Hyundai Merchant Marine Co., a financially troubled shipping giant, said Friday that it has reached an agreement with owners of its chartered ships to cut leasing rates by slightly over 20 percent over the coming three and a half years.
The reduction rate fell short of the goal of 28.4 percent but Hyundai Merchant’s creditors have accepted the agreement, helping the country’s No. 2 shipper avert a court-led restructuring program, company officials said.
Under the deal whose final terms to be unveiled later this month, Hyundai Merchant and its ship owners agreed in principle to slash the charter rates by 21 percent for a 42-month period, which Hyundai Merchant claims will save some 530 billion won in total.
Hyundai Merchant said it will swap half of the amount for its stocks, and the remaining will be paid after 2022 over a five-year period.
A cut in charter rates is one of the key preconditions set by its creditors for a creditor-led restructuring scheme.
Creditors, led by state-run Korea Development Bank, have warned that they will seek receivership for Hyundai Merchant, if the shipper fails to meet three prerequisites — a charter rate cut, debt recast approval from bondholders and an inclusion into a global shipping alliance.
Hyundai Merchant Co.’s employees walk past a company sign at its parent Hyundai Group’s headquarter building in downtown Seoul, on May 30, 2016 (Yonhap)

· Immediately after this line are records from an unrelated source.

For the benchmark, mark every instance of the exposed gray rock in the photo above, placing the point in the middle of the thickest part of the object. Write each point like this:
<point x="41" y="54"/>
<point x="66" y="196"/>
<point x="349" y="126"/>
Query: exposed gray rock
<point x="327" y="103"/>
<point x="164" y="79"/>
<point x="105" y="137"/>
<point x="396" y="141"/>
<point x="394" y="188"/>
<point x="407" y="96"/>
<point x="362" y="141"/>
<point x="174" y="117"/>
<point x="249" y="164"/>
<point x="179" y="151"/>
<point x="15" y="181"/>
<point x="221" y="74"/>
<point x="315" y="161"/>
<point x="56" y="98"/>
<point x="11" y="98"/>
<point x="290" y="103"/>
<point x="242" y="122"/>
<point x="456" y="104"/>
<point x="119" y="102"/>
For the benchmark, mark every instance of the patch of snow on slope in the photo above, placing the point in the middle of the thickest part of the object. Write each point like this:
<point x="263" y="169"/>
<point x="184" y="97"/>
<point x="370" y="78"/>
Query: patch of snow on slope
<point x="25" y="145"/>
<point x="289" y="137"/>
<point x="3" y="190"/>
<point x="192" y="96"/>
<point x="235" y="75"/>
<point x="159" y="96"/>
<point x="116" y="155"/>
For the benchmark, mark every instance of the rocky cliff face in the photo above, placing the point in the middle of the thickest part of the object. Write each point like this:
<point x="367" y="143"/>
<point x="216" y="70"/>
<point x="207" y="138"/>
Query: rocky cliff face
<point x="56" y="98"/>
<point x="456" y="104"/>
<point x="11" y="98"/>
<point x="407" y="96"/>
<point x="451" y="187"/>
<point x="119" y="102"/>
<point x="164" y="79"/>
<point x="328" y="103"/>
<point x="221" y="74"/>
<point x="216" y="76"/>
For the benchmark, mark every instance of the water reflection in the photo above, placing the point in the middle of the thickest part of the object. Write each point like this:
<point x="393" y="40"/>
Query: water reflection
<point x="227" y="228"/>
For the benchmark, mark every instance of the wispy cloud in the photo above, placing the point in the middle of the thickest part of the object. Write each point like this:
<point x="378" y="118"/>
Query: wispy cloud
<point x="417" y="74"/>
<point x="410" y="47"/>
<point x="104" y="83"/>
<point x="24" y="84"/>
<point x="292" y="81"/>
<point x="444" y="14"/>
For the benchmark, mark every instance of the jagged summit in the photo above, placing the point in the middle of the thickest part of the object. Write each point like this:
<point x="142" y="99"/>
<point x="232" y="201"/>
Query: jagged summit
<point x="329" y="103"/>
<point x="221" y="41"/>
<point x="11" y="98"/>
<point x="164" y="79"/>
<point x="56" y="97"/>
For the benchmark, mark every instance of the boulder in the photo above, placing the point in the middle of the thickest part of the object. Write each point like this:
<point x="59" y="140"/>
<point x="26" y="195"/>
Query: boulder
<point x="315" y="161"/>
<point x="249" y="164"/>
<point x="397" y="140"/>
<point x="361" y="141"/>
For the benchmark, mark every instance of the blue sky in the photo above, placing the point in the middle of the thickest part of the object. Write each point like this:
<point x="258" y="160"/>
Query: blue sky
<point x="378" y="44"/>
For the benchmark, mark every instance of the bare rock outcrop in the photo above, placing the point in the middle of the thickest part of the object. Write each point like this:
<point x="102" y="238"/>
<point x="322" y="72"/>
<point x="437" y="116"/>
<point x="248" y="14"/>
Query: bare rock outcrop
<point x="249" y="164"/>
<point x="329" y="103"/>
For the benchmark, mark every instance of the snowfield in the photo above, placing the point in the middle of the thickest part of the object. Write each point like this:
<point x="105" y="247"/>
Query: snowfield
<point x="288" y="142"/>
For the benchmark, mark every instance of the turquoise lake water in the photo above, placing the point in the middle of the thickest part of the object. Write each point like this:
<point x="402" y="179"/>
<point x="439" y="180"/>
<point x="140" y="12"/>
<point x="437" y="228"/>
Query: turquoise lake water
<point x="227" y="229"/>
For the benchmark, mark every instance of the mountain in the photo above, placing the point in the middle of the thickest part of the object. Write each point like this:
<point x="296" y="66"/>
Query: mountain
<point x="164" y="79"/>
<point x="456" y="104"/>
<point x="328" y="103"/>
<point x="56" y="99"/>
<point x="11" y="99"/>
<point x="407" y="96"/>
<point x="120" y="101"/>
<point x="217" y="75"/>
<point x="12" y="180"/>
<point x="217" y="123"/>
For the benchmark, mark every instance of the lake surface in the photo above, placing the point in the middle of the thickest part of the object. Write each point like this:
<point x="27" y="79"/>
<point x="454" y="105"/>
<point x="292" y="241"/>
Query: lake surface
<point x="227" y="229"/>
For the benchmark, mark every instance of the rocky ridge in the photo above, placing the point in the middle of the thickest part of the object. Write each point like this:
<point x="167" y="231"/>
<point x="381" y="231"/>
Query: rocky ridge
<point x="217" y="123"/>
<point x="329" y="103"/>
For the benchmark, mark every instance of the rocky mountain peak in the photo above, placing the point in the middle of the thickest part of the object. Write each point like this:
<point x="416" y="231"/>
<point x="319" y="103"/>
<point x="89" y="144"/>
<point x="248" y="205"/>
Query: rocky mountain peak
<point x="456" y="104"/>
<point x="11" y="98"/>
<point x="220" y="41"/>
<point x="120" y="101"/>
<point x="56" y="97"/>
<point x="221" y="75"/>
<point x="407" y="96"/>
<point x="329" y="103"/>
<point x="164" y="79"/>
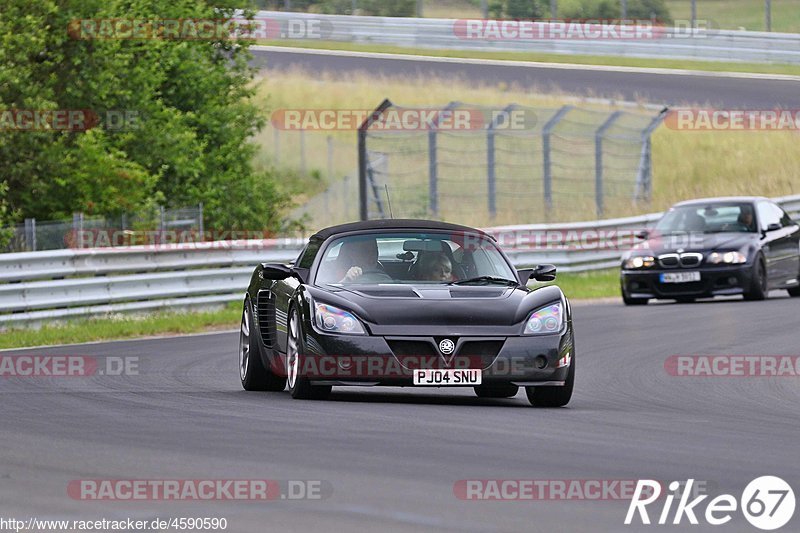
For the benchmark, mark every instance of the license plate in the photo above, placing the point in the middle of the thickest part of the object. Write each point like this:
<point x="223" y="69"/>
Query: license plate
<point x="444" y="377"/>
<point x="680" y="277"/>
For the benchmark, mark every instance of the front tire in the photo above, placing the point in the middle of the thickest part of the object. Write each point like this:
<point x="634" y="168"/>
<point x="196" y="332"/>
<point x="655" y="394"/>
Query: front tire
<point x="634" y="301"/>
<point x="299" y="386"/>
<point x="758" y="284"/>
<point x="556" y="396"/>
<point x="252" y="373"/>
<point x="507" y="390"/>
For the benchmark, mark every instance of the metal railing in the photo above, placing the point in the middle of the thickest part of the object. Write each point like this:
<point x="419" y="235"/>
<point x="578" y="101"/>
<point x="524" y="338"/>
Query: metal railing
<point x="666" y="42"/>
<point x="39" y="287"/>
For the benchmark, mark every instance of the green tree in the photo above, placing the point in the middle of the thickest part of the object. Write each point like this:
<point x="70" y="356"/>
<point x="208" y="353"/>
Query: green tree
<point x="191" y="141"/>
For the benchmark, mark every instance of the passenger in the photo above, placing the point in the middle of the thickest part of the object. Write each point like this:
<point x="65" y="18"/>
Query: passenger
<point x="436" y="267"/>
<point x="746" y="219"/>
<point x="356" y="257"/>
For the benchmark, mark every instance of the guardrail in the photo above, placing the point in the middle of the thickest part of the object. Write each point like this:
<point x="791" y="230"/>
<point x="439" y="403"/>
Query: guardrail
<point x="665" y="42"/>
<point x="38" y="287"/>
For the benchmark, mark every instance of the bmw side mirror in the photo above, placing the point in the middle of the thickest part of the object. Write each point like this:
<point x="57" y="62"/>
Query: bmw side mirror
<point x="540" y="273"/>
<point x="544" y="273"/>
<point x="275" y="271"/>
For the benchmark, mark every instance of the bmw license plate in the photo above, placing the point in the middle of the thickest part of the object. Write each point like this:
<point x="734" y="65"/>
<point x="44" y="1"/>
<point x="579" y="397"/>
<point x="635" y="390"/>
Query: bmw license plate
<point x="680" y="277"/>
<point x="444" y="377"/>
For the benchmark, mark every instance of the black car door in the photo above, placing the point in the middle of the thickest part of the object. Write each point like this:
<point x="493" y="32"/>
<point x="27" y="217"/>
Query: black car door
<point x="792" y="247"/>
<point x="779" y="243"/>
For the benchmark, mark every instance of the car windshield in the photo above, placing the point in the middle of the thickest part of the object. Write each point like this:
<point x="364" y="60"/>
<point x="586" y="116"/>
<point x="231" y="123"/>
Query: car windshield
<point x="413" y="258"/>
<point x="708" y="218"/>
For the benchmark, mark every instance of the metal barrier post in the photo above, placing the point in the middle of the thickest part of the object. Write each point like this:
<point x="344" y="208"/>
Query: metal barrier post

Last week, bondholders of Hyundai Merchant Marine approved a 804.2 billion-won debt rescheduling proposal, under which more than half of its debt will be swapped for the shipper’s stocks and the remaining debt will be paid back in two years.
The creditors also agreed to swap 680 billion won worth of debt for the shipper’s stocks, as part of an effort to keep the shipper afloat. Hyundai Merchant had debts of about 5.2 trillion won as of the end of March.

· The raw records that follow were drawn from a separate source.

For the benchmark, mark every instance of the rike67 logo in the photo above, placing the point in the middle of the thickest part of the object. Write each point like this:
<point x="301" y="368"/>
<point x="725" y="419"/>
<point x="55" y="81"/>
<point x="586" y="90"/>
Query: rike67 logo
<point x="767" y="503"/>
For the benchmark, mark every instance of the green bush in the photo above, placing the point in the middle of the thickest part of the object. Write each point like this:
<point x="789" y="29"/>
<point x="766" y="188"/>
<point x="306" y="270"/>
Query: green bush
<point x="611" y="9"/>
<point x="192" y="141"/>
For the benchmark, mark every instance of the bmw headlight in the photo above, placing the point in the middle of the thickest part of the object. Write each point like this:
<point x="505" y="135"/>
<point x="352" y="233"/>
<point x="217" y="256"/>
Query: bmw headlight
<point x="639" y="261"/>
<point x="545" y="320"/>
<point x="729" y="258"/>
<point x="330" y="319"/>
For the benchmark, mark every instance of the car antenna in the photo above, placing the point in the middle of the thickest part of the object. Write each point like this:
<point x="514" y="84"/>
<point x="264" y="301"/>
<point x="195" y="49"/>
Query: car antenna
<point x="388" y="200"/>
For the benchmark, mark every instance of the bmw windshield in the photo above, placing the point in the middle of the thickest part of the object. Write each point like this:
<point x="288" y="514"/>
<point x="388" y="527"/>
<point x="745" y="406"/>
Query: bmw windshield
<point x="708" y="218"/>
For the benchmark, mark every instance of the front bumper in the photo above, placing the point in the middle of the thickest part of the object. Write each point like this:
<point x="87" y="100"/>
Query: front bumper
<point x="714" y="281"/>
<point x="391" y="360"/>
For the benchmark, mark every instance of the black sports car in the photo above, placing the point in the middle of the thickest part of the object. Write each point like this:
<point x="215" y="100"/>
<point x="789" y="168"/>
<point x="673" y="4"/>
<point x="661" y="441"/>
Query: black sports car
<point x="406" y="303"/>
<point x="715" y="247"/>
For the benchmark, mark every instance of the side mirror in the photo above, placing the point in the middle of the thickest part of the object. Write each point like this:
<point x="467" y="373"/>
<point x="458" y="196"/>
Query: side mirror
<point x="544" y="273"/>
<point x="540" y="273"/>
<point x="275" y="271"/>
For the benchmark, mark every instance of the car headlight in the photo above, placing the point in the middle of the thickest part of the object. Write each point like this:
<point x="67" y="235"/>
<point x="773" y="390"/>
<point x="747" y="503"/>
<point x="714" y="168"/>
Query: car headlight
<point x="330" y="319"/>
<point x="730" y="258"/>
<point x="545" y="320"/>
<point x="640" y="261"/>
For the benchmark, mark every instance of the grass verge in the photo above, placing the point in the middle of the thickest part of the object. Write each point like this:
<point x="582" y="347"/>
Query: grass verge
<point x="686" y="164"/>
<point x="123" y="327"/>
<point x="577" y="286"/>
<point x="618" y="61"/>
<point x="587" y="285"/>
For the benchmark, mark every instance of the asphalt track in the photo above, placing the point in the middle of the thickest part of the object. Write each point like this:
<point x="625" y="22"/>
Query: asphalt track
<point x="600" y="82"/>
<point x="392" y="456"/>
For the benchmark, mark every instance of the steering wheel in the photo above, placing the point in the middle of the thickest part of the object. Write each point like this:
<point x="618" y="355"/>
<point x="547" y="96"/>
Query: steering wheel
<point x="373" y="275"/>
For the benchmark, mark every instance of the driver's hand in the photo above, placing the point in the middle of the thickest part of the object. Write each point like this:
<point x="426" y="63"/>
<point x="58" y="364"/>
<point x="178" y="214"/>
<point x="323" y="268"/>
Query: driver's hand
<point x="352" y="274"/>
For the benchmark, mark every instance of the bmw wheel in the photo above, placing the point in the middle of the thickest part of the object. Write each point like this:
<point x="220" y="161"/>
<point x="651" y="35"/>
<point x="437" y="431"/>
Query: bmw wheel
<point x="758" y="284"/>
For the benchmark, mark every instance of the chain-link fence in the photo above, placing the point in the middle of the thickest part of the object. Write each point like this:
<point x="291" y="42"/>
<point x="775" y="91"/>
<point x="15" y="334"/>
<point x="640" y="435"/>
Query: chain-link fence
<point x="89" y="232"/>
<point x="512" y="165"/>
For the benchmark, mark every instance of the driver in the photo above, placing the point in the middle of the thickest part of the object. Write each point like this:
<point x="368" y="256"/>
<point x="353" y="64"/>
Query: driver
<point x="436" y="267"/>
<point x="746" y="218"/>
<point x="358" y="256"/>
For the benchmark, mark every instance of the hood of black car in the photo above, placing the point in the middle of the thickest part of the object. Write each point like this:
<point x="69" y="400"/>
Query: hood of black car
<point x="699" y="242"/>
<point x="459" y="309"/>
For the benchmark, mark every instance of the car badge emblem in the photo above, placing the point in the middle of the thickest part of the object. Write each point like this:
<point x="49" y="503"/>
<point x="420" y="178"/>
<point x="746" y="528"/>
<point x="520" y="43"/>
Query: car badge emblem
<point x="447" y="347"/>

The debt-for-equity swap with the shipper’s creditors and bondholders will be completed by August.
Since February, Hyundai Merchant has been in talks with owners of its leased ships to complete the negotiations to cut the rate, as creditors claim that high freight rates would worsen the shipper’s financial health.
Creditors have also demanded that the shipper be included in a global shipping alliance to stay competitive.
Membership in a global alliance is very important for the shipper to take on bigger rivals amid a glut in capacity, which has led to a drop in freight rates.
Major shipping lines around the globe are forming their own new alliances, which will bring seismic changes to the global shipping industry’s landscape.
Earlier, Hyundai Merchant said it currently can’t be part of The Alliance, a new grouping, but stressed that as a member of the G6 Alliance, it would be able to join The Alliance before September after its ongoing restructuring efforts are completed.
Currently, four out of the shipping alliance’s six members have reportedly delivered their intention to support Hyundai Merchant’s inclusion in the new grouping if the Korean shipper succeeds in lowering charter rates and rescheduling debts.